Ball State University is the most recent school to experience controversy around grants from Kansas billionaire Charles Koch. UnKoch My Campus — a campaign to expose Koch-funded political activity on U.S. college campuses — recently responded to local concern about a $3.25 million grant from Koch and “Papa” John Schnatter.

In response, a Ball State University professor named Michael Hicks published false information in several Indiana newspapers regarding UnKoch, as well as my employer, Greenpeace USA. Without providing a source, professor Hicks made the claim that George Soros is funneling money through Greenpeace to UnKoch My Campus.

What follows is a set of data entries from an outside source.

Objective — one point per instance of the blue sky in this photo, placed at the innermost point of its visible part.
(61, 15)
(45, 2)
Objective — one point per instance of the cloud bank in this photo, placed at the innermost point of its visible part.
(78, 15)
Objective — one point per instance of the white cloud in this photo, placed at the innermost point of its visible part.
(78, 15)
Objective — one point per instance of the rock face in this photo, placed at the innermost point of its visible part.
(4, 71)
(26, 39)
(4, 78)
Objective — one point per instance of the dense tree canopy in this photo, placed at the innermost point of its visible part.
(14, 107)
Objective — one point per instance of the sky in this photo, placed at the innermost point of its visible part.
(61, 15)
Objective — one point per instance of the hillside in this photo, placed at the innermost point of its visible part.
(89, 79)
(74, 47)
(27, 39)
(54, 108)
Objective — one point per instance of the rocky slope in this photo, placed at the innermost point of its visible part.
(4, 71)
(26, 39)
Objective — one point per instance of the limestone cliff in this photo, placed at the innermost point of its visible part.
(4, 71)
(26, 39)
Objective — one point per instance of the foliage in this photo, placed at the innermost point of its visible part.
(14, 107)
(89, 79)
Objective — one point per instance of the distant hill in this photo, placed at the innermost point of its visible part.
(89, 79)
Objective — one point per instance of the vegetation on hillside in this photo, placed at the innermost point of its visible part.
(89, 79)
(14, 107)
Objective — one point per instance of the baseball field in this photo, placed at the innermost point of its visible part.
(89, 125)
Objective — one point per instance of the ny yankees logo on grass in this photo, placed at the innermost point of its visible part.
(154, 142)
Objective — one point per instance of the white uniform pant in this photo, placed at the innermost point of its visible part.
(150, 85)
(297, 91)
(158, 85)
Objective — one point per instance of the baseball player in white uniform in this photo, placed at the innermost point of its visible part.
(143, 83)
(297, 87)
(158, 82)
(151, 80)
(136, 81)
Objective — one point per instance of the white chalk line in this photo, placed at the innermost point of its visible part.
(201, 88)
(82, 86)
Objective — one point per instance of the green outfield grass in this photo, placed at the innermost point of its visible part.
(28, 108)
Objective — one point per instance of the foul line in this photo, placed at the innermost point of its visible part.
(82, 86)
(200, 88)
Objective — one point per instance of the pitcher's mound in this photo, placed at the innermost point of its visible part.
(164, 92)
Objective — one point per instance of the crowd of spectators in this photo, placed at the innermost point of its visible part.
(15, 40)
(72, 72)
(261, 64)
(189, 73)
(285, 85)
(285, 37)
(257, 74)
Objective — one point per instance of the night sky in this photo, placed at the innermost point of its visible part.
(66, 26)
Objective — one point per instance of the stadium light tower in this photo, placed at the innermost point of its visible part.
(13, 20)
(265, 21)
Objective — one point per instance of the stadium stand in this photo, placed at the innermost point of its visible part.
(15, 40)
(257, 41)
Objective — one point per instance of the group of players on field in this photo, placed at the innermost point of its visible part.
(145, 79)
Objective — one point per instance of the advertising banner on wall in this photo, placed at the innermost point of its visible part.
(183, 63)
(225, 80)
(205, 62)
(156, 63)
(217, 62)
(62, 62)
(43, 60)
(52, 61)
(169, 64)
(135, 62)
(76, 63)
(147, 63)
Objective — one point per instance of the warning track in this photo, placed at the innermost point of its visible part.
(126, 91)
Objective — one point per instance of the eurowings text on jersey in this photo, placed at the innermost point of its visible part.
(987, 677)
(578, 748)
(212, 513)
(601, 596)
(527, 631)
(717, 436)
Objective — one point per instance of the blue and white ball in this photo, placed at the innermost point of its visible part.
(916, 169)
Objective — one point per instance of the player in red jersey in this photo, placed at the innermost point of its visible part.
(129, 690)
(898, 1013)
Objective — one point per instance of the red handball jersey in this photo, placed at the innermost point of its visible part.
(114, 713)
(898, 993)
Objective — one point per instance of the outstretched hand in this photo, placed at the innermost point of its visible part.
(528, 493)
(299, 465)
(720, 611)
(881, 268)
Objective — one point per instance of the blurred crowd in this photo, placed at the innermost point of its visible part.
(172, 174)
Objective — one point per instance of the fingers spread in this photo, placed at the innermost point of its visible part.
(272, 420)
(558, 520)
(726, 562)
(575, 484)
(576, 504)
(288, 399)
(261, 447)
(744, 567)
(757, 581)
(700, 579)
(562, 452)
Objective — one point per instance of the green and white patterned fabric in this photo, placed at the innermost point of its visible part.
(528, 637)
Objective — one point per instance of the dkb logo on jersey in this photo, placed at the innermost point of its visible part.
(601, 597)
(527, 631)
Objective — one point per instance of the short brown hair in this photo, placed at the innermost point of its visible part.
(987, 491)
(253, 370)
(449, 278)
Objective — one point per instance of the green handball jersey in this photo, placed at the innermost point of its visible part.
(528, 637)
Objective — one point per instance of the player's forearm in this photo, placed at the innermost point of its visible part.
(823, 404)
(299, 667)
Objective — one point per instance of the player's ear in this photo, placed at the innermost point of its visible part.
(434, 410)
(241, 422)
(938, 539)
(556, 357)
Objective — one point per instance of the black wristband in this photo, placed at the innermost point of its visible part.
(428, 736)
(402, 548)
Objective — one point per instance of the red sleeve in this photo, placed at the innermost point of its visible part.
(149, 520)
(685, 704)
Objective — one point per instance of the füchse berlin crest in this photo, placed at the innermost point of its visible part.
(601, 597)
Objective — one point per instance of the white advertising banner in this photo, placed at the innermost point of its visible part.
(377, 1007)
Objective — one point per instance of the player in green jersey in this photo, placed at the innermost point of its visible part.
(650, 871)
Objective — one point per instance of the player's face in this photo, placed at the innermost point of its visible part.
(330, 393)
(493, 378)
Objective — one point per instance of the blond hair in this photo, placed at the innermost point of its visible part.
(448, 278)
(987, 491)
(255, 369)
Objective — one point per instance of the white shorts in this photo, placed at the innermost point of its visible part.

George Soros is not funding UnKoch My Campus, directly or indirectly. Furthermore, neither Mr. Soros nor his foundations have ever contributed funds to my employer, Greenpeace USA. Unfortunately, the misinformation remains on BSU’s website.

The incident illustrated our point. Public university professors financed by private political interests may abandon academic integrity to advance the donor’s perspective, under the university’s name. Our concerns aren’t theoretical.

Since 2012, Charles Koch enlisted professors in Kansas, Ohio and North Carolina, working in parallel with Koch Industries lobbyists to attack subsidies for clean energy. Those professors authored reports that inflated the costs of renewable energy programs, a clear sign that the research had no independent fact check. The professors failed to disclose their payments from the Charles Koch Foundation as they presented their flawed research to state legislatures considering repeals of clean energy laws.

Paying professors to engage in lobbying does not seem fitting with the mission of educating the American population.

Neither does indoctrinating students, another aspect of Mr. Koch’s higher education spending.

Four years ago, students at another school approached Greenpeace because of our research on Koch-funded climate science denial campaigns. Some students were explicitly taught to disregard science by their professors in Koch-funded economics departments, including research on climate change, acid rain and the ozone hole. The textbooks for the class included “Global Warming and Other Eco-Myths,” by a Koch-funded think tank in Washington, D.C.

Ball State could find itself in a similar situation. The same conditions that have created problems at other universities are present in BSU’s multi-million-dollar contract with the Koch Foundation.

BSU will hire tenured professors with Koch’s funds, with an implicit threat that Koch funding can be pulled if mandatory annual evaluations go poorly. To maintain Koch’s pledged funding, professors know that free market theories need explicit glorification. That flies in the face of academic freedom, according to professors around the country who study the issue.

Universities are struggling to balance academic freedom and shared faculty governance with the “donor intent” of the Koch Foundation. Public funding for higher education has dwindled, no thanks to lobbying and electioneering advanced by Charles Koch.

We urge administrators at BSU to review the documentation of how professors are instructed to advance Koch’s donor intent at the expense of an impartial education for tuition-paying students. Protective measures can and should be established to avoid contracting a department out to Koch Industries.